Nathan Lambert, University of California, Berkeley


Location: Zoom

Time: 2:40p.m.

Abstract: Model-based reinforcement learning is developing into a useful candidate in data-efficient control synthesis for complex robotic tasks. Using simple one-step dynamics models learned from few data has proven useful in a wide variety of simulated and experimental tasks. Frequently, the one step-models are unrolled to form longer trajectory predictions for optimization in model-predictive control. In this talk, we detail how the dual optimizations of accurate one-step predictions and then a trajectory control mechanism can result in an objective mismatch. We then detail work that can begin to address this mismatch and improve the peak performance and computational efficiency of model-based reinforcement learning.

Open-source legged robotics, from hardware to control software

Majid Khadiv, Max-Planck Institute for Intelligent Systems


Location: Zoom

Time: 10:00a.m.

Abstract: Legged robots (especially humanoids) are the most suitable robot platform that could be deployed in our daily lives in the future. However, the complexity in the mechanical structure of these robots as well as the need for an advanced control software hindered progress in this field. On the hardware side, there is no standard hardware such that researchers can use to benchmark and compare their algorithms. Furthermore, legged robots are expensive and not every lab can afford to buy them for research. On the control side, the dynamics of these robots are highly complex which makes their control extremely challenging. This complexity has several aspects: 1) These robots are under-actuated and could easily fall down if not controlled properly, 2) locomotion can only be realized through establishing and breaking contact which enforces a hybrid dynamics, 3) The system is very high dimensional (up to 100 states and 50 control inputs) and the dynamic model is highly nonlinear, 4) the system is extremely constrained due to the limited amount of contact forces between the robot and the environment, etc. In this talk, I will first briefly present our recent efforts in the Open Dynamic Robot Initiative (ODRI) to provide the community with low-cost, but high-performance legged platforms that are fully open-source and can be replicated quickly using 3D-printing technology. I will also extensively talk about my recent efforts to find tractable ways at the intersection of optimal control and reinforcement learning to safely control legged robots in the presence of different uncertainties and disturbances.
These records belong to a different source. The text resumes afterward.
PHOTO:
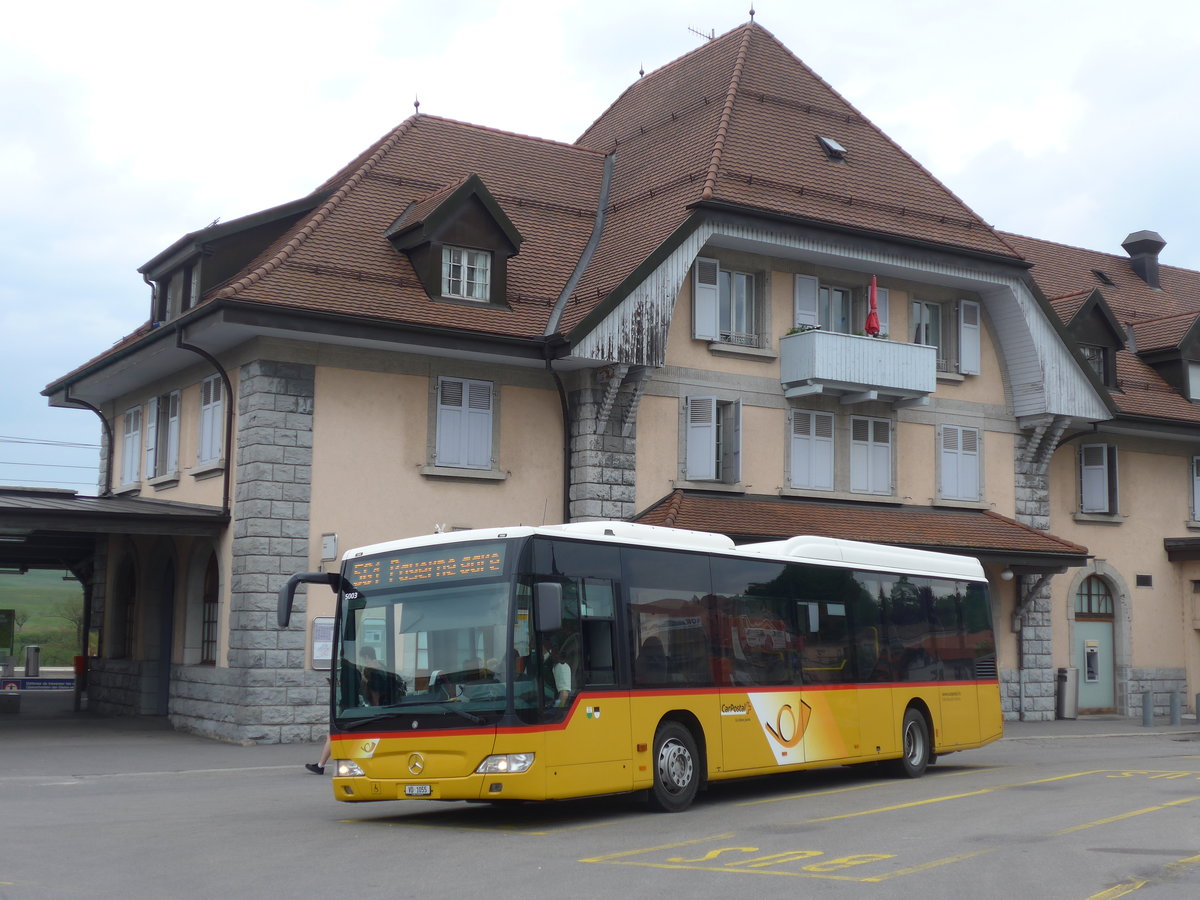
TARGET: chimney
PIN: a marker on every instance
(1144, 249)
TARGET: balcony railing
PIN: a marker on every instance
(856, 367)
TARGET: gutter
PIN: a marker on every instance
(228, 414)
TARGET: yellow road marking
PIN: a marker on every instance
(1171, 870)
(1123, 815)
(945, 798)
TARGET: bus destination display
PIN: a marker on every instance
(433, 564)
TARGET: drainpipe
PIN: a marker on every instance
(227, 475)
(567, 436)
(108, 438)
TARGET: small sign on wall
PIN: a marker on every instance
(323, 642)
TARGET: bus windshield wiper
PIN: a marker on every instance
(463, 713)
(395, 707)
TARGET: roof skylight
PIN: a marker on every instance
(833, 149)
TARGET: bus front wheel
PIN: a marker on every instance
(913, 745)
(676, 772)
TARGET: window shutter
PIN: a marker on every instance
(1195, 487)
(870, 455)
(465, 424)
(969, 337)
(479, 425)
(706, 300)
(151, 437)
(701, 441)
(172, 461)
(1093, 478)
(881, 456)
(451, 426)
(805, 303)
(959, 463)
(211, 419)
(131, 445)
(811, 450)
(731, 463)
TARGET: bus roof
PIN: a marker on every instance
(802, 549)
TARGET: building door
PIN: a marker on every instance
(1093, 652)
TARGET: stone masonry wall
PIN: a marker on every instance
(603, 457)
(265, 695)
(1036, 681)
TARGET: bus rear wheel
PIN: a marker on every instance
(915, 747)
(676, 772)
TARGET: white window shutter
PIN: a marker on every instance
(861, 455)
(701, 439)
(706, 299)
(211, 419)
(131, 445)
(881, 307)
(1195, 487)
(959, 463)
(151, 467)
(1093, 478)
(732, 462)
(805, 301)
(172, 462)
(881, 456)
(451, 425)
(479, 425)
(969, 337)
(811, 450)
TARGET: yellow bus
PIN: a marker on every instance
(597, 658)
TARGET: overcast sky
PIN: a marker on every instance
(125, 125)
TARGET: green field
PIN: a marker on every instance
(48, 610)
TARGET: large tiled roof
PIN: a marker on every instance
(952, 531)
(1158, 317)
(339, 259)
(736, 121)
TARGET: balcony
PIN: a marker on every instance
(857, 369)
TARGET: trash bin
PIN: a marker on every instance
(33, 661)
(1067, 696)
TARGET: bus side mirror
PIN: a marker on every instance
(549, 599)
(288, 592)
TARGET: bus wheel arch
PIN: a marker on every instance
(678, 762)
(916, 743)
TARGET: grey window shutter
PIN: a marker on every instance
(701, 441)
(706, 299)
(969, 337)
(805, 301)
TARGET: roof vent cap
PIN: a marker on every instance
(1144, 249)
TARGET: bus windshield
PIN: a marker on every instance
(424, 634)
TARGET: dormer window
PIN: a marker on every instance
(1099, 359)
(466, 274)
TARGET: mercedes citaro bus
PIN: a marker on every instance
(559, 661)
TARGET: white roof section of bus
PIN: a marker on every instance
(862, 555)
(810, 549)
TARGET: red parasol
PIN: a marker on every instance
(873, 316)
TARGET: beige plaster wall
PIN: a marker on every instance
(375, 426)
(1155, 502)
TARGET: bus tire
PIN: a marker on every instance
(915, 745)
(676, 768)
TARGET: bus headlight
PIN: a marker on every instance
(505, 765)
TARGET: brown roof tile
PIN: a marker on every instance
(953, 531)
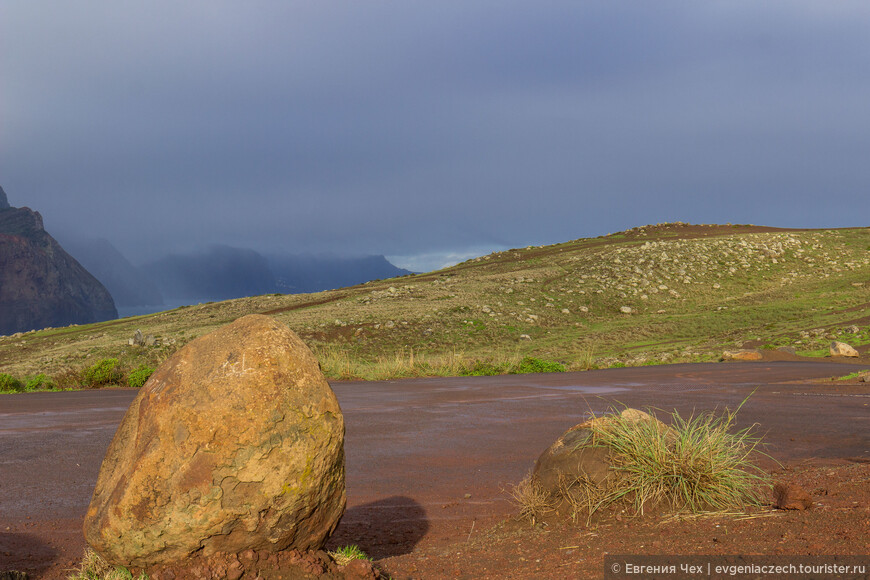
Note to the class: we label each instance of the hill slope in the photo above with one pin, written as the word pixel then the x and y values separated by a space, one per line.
pixel 666 293
pixel 40 284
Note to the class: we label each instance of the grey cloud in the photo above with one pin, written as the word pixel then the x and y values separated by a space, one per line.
pixel 407 129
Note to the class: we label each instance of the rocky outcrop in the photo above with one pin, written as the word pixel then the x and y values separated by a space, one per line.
pixel 235 443
pixel 575 456
pixel 40 284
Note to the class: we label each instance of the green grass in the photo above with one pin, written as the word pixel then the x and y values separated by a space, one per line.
pixel 854 375
pixel 698 464
pixel 139 376
pixel 104 372
pixel 9 384
pixel 93 567
pixel 346 554
pixel 722 288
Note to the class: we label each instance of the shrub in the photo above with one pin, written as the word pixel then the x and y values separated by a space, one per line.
pixel 139 375
pixel 9 384
pixel 41 382
pixel 536 365
pixel 105 372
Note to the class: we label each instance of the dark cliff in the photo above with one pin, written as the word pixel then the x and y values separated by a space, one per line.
pixel 40 284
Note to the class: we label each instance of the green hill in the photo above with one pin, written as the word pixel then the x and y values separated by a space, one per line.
pixel 665 293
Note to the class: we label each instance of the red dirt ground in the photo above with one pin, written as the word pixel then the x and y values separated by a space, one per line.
pixel 428 460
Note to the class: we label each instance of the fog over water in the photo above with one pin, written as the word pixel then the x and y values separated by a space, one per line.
pixel 429 132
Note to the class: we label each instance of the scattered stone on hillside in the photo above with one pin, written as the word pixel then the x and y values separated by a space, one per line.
pixel 743 354
pixel 236 442
pixel 842 349
pixel 791 497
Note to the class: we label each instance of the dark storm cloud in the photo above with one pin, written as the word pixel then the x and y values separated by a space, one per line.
pixel 450 127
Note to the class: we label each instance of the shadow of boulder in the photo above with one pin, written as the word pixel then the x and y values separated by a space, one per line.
pixel 20 553
pixel 382 529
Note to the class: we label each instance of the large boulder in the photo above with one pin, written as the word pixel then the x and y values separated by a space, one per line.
pixel 236 442
pixel 842 349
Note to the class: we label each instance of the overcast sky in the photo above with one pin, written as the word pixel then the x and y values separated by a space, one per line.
pixel 430 131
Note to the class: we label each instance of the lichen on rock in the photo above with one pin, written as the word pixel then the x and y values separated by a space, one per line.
pixel 235 443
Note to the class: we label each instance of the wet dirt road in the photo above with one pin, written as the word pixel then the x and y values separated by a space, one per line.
pixel 427 459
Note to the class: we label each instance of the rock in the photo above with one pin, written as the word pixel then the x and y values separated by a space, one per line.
pixel 743 354
pixel 573 456
pixel 235 443
pixel 842 349
pixel 791 497
pixel 42 285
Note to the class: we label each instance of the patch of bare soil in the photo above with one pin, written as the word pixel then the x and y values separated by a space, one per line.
pixel 836 524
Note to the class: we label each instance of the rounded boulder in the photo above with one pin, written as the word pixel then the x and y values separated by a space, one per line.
pixel 236 442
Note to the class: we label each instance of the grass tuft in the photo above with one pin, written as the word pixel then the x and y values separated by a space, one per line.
pixel 347 554
pixel 697 464
pixel 532 500
pixel 9 384
pixel 93 567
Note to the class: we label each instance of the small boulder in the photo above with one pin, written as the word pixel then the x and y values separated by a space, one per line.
pixel 842 349
pixel 743 354
pixel 791 497
pixel 235 443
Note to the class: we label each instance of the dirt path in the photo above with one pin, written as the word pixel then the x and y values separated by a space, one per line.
pixel 427 459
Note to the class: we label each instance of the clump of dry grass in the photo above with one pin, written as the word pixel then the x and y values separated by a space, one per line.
pixel 532 499
pixel 93 567
pixel 697 464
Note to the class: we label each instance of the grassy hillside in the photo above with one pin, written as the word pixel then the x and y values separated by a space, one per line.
pixel 666 293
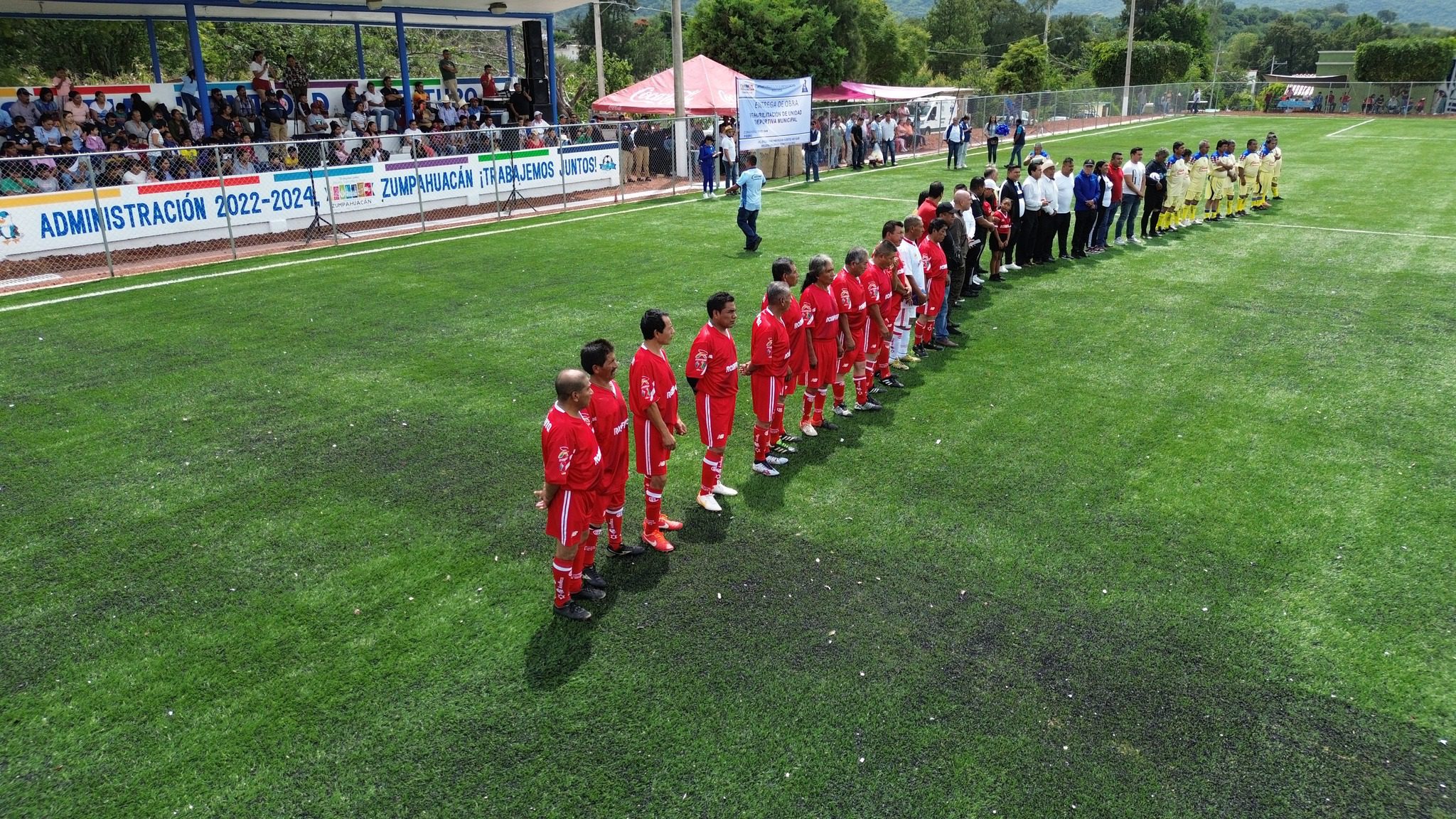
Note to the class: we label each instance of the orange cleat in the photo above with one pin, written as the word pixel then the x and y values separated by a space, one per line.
pixel 657 541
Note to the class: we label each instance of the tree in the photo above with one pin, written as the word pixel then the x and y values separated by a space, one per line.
pixel 769 38
pixel 1022 69
pixel 1292 43
pixel 1158 62
pixel 1406 59
pixel 956 30
pixel 1244 51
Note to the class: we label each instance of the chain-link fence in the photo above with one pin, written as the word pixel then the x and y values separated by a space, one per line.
pixel 159 205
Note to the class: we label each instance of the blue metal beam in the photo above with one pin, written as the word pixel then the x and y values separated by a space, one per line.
pixel 358 48
pixel 404 68
pixel 156 57
pixel 196 43
pixel 551 66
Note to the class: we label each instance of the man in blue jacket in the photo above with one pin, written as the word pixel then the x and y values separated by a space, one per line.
pixel 1085 191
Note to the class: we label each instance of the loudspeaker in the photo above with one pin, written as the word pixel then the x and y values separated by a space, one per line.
pixel 535 44
pixel 540 95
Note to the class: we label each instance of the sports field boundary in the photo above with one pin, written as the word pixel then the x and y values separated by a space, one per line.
pixel 599 212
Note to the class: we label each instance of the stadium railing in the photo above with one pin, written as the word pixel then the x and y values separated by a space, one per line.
pixel 218 203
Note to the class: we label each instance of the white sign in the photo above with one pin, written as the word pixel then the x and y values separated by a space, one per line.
pixel 774 112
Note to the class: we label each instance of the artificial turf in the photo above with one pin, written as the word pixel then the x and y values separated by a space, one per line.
pixel 1171 534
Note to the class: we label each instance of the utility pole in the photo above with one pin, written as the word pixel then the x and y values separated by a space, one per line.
pixel 601 70
pixel 1128 69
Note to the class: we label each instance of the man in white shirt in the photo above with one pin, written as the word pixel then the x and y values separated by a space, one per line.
pixel 1065 180
pixel 1135 181
pixel 914 264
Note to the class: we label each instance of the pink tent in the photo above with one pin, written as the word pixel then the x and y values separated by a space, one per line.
pixel 708 88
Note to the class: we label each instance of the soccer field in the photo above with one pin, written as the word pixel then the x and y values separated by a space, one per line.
pixel 1171 535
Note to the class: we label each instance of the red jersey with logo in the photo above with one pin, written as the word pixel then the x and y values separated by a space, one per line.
pixel 850 291
pixel 769 346
pixel 608 416
pixel 653 382
pixel 820 314
pixel 714 362
pixel 569 451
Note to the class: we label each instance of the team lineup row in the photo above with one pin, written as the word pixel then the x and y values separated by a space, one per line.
pixel 857 323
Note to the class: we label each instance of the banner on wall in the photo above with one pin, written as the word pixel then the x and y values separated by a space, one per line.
pixel 774 112
pixel 188 209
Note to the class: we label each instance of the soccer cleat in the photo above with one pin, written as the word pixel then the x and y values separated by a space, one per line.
pixel 592 577
pixel 589 594
pixel 572 611
pixel 657 541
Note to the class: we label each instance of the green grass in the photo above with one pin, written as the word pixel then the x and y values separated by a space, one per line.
pixel 1172 535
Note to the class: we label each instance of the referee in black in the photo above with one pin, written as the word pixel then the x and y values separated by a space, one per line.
pixel 1155 194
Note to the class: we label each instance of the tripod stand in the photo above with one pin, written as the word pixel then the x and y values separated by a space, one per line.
pixel 516 196
pixel 321 225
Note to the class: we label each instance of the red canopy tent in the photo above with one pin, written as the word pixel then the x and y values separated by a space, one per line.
pixel 708 88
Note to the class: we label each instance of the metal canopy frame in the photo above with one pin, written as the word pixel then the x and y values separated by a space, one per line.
pixel 439 15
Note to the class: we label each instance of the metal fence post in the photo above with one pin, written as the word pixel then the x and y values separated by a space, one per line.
pixel 328 194
pixel 101 216
pixel 419 183
pixel 228 206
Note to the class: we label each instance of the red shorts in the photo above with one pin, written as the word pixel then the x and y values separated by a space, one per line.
pixel 568 515
pixel 651 456
pixel 768 394
pixel 823 375
pixel 935 299
pixel 715 419
pixel 612 493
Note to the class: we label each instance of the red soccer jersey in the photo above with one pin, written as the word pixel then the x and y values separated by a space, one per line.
pixel 850 291
pixel 1002 223
pixel 569 451
pixel 771 346
pixel 714 362
pixel 820 314
pixel 935 264
pixel 608 416
pixel 653 382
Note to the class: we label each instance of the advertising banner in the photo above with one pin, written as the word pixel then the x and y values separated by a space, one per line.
pixel 186 210
pixel 774 112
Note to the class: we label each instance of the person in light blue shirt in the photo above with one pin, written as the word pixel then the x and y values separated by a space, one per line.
pixel 750 201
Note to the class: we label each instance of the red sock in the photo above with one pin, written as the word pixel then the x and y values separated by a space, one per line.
pixel 654 508
pixel 712 466
pixel 577 564
pixel 761 444
pixel 615 528
pixel 590 547
pixel 561 576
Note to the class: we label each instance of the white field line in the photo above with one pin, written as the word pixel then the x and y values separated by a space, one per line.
pixel 496 230
pixel 1350 129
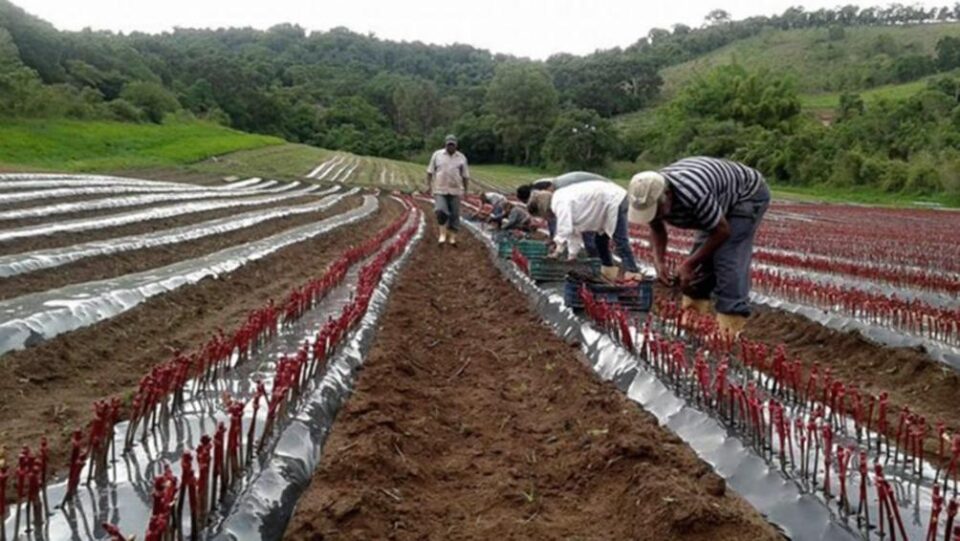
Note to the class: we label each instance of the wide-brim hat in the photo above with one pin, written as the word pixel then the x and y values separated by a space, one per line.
pixel 644 193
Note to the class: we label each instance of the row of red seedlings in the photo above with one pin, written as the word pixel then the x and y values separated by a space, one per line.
pixel 161 393
pixel 834 425
pixel 200 486
pixel 890 273
pixel 912 316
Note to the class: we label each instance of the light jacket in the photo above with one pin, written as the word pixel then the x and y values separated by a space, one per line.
pixel 585 207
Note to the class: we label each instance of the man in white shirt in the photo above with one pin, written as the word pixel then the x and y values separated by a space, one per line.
pixel 447 179
pixel 590 207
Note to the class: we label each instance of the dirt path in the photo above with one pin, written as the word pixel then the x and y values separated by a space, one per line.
pixel 49 389
pixel 19 246
pixel 98 268
pixel 471 420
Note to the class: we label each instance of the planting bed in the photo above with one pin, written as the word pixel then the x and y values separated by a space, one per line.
pixel 191 373
pixel 52 385
pixel 107 266
pixel 472 420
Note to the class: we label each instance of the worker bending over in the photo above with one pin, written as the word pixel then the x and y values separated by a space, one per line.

Trait-based Coordination of Heterogenous Multi-Agent Teams

Harish Ravichandar, Georgia Institute of Technology


Location: Zoom

Time: 2:40p.m.

Abstract:Heterogeneous multi-agent teams have the potential to carry out complex multi-task operations that are intractable for their homogeneous counterparts. Indeed, heterogeneous teams can impact a wide variety of domains, such as disaster relief, warehouse automation, autonomous driving, defense, and environmental monitoring. However, effective coordination of such teams requires the careful consideration of the teams’ diverse, but finite, resources, as well as its ability to satisfy complex requirements associated with concurrent tasks. In this talk, I will introduce a family of application-agnostic approaches that can coordinate heterogenous multi-agent teams by effectively leveraging the relative strengths of agents when satisfying the requirements of different tasks. A unifying theme across these approaches is that both agents and tasks are modeled in terms of capabilities (i.e., traits). As such, these approaches are readily generalizable to new teams and agents without much additional modeling or computational effort. In particular, I will discuss techniques and challenges associated with i) forming effective coalitions that can satisfy known requirements of heterogenous tasks, and ii) learning how to coordinate heterogenous teams from human experts when exact requirements are unavailable.